Five of them—including Salim Malik, Khalid Khan, Taweez Khan, Shahid Hafeez Khawaja and Mishal Khan—were extradited by the former caretaker government. The sixth one, Muhammad Azam, was extradited in 1994 by the Benazir Bhutto government.Similarly, Haji Ayub Afridi who allegedly runs a drug empire from his stronghold in the Khyber Agency is still at large. In 1994, the tribal jirga freed him from all the charges leveled against him by Pakistani government and American courts. Like Shorang of Karachi and the Notezais of Chaghai, he is on the government’s Most Wanted list of drug traffickers. The United States had demanded the extradition from Pakistan of some 20 traffickers.

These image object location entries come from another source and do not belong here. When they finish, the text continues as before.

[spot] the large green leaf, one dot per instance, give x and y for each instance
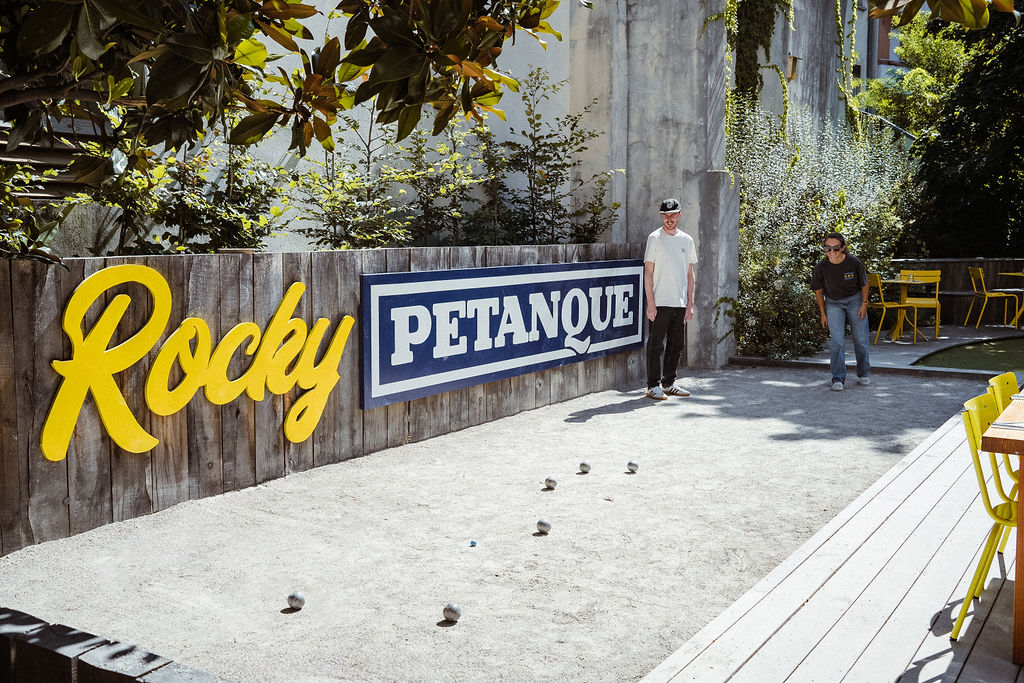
(253, 128)
(192, 46)
(89, 31)
(172, 77)
(127, 12)
(397, 66)
(328, 57)
(45, 29)
(251, 52)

Many of the arrests of persons already extradited to the US or to be extradited were made following the joint PNCB-FC action against the Notezais in October and December 1990. For instance, those among the Notezais arrested following the action, confessed the names of their copartners such as Salim Malik (already extradited), Anwar Khattak and Mirza Iqbal Baig (facing extradition).

A major obstacle to combating drug trafficking is the political clout of drug barons in provincial and central governments. Additionally, the continuing tribal warfare in Balochistan—between Hamidzais and Ghaibezais, Bugtis and Kalpars, Raisanis and Rinds. The government of Chief Minister Zulfiqar Magsi is considered to be very weak—a loose coalition, with majority of parliamentarians out of a total of 43, elected as independents. Magsi himself does not have any political association.

And in the police station of Tahl Magsi, the seat of his tribe, some 300 miles south west from Quetta, in an FIR registered against him by his uncle Sardar Yousaf Ali Khan Magsi, the Balochistan Chief Minister is accused of committing multiple murders, with court decision on the issue still pending. With such circumstances prevailing in Balochistan, which are nothing less than anarchic, the trans-national drug traffickers, based in this province or elsewhere, are having a field day.